Optimizing the size of a pandas dataframe for low memory environment

In a previous post I was going through loading csv in dataframes using chunks to filter the only rows we need. However in some cases, despite filtering, your resulting dataframe is still bigger than the available memory on your environment. One way to address that is to specify data types of your dataframe in a more efficient way than the automatic detection done by Pandas.

Numerical columns:

Depending on your environment, pandas automatically creates int32, int64, float32 or float64 columns for numeric ones. If you know the min or max value of a column, you can use a subtype which is less memory consuming. You can also use an unsigned subtype if there is no negative value.

Here are the different subtypes you can use:

int8 / uint8 : consumes 1 byte of memory, range between -128/127 or 0/255

bool : consumes 1 byte, true or false

float16 / int16 / uint16: consumes 2 bytes of memory, range between -32768 and 32767 or 0/65535

float32 / int32 / uint32 : consumes 4 bytes of memory, range between -2147483648 and 2147483647

float64 / int64 / uint64: consumes 8 bytes of memory

If one of your column has values between 1 and 10 for example, you will reduce the size of that column from 8 bytes per row to 1 byte, which is more than 85% memory saving on that column!

Categorical columns

Pandas stores categorical columns as objects. One of the reason this storage is not optimal is that it creates a list of pointers to the memory address of each value of your column. For columns with low cardinality (the amount of unique values is lower than 50% of the count of these values), this can be optimized by forcing pandas to use a virtual mapping table where all unique values are mapped via an integer instead of a pointer. This is done using the category datatype.

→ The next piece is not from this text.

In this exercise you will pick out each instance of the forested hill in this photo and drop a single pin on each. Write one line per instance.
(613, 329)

Changing the datatype on an existing dataframe:

For numerical columns, this is done by downcasting the column type:

# downcasting a float column
df['col1'] = df['col1'].apply(pd.to_numeric,downcast=’float’)
# downcasting an integer column
df['col2'] = df['col2'].apply(pd.to_numeric,downcast=’unsigned’)

For categorical columns, you simply declare the category type. But first a useful feature that will show you the unique and count of each columns so you can decide which one should be converted:

df_description = df.select_dtypes(include=[‘object’]).copy() gl_obj.describe()

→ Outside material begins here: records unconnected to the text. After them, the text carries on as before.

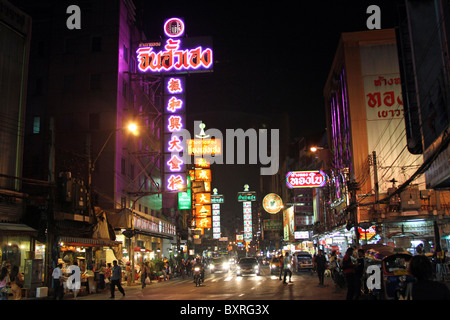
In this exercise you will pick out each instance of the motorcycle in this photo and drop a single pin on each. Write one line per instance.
(394, 277)
(198, 276)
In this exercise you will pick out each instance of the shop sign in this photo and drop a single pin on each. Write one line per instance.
(272, 203)
(204, 146)
(305, 179)
(247, 196)
(177, 55)
(273, 225)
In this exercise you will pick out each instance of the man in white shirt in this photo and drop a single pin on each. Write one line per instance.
(74, 280)
(57, 282)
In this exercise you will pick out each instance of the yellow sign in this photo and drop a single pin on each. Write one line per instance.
(204, 146)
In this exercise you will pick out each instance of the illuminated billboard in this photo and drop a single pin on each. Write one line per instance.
(305, 179)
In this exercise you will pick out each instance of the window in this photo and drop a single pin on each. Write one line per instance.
(96, 45)
(95, 82)
(125, 53)
(94, 121)
(122, 166)
(36, 125)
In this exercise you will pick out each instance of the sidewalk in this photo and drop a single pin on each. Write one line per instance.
(105, 292)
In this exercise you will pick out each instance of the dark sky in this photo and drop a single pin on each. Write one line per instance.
(269, 56)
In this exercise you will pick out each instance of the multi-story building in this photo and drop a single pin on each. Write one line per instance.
(18, 239)
(83, 92)
(369, 155)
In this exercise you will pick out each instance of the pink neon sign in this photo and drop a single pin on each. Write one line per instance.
(175, 163)
(173, 58)
(175, 182)
(175, 124)
(174, 27)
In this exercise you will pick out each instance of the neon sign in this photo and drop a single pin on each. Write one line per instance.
(173, 58)
(174, 27)
(305, 179)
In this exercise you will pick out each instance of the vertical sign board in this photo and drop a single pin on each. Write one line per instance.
(216, 200)
(174, 121)
(172, 57)
(247, 197)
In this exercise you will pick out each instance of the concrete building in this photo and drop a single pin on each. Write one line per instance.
(368, 145)
(83, 92)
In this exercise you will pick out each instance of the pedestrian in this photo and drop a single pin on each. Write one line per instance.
(144, 274)
(287, 265)
(4, 281)
(108, 274)
(57, 276)
(424, 288)
(359, 272)
(348, 268)
(74, 281)
(116, 278)
(183, 268)
(321, 265)
(16, 283)
(281, 265)
(129, 275)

And now for the columns we want to optimize :

df['col3'] = df['col3'].astype(‘category’)

Setting the right datatypes when loading a csv:

First let’s load a subset of our csv to iterate through the column types and get the column names. We will then apply the optimization seen above to this subset so we can create a dict with index names and correct datatype that we will use when loading the full csv.

df = pd.read_csv(‘./dataset.csv’, nlines=20)
# Now, with the knowledge of your data, you should declare the optimized datatype for the right columns:
...
df['col1'] = df['col1'].apply(pd.to_numeric,downcast=’float’)
df['col2'] = df['col2'].apply(pd.to_numeric,downcast=’unsigned’)
df['col3'] = df['col3'].astype(‘category’)
...
# create the dict of index names and optimized datatypes
dtypes = df.dtypes
colnames = dtypes.index
types = [i.name for i in dtypes.values]
column_types = dict(zip(colnames, types))

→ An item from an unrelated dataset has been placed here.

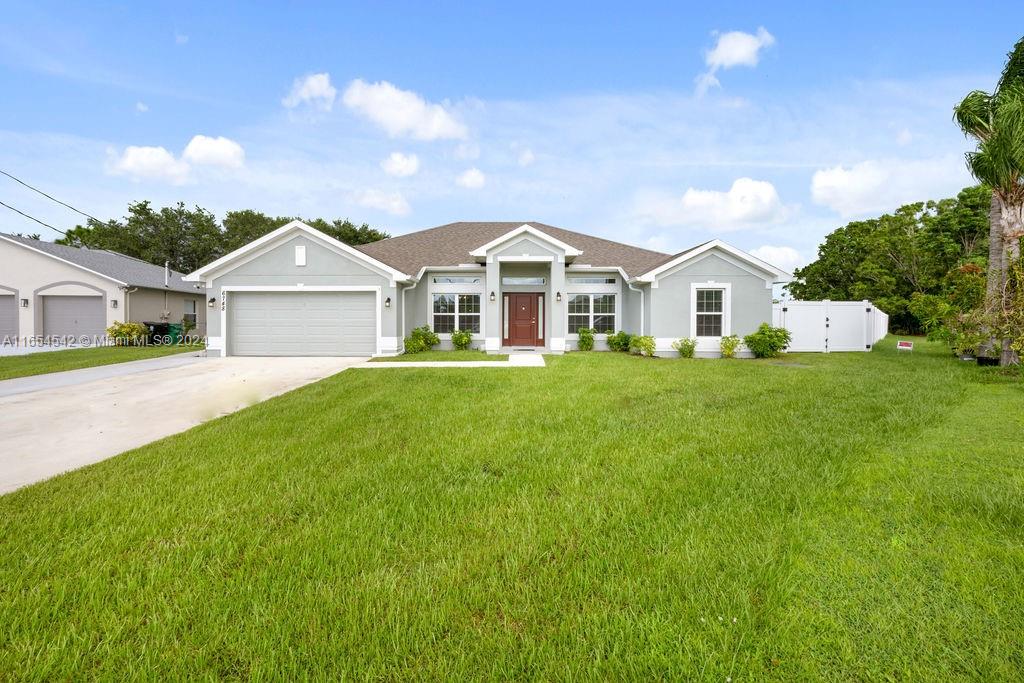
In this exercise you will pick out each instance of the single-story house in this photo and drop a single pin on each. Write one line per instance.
(54, 291)
(297, 291)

And finally we use read_csv, passing the previous dict to tell pandas to load the data the way we want:

df_optimized = pd.read_csv('./dataset.csv',dtype=column_types)

In most of the cases your dtype can be downcasted or categorized, this will results in huge memory savings. I reached 90% memory saving in some of my working datasets.

You can combine this with the previous post : https://medium.com/@vincentteyssier/filtering-csv-files-bigger-than-memory-to-a-pandas-dataframe-3ab51ff993fd and you will probably be able to load a 6Gb dataset in only 1Gb of memory :)

Enjoy!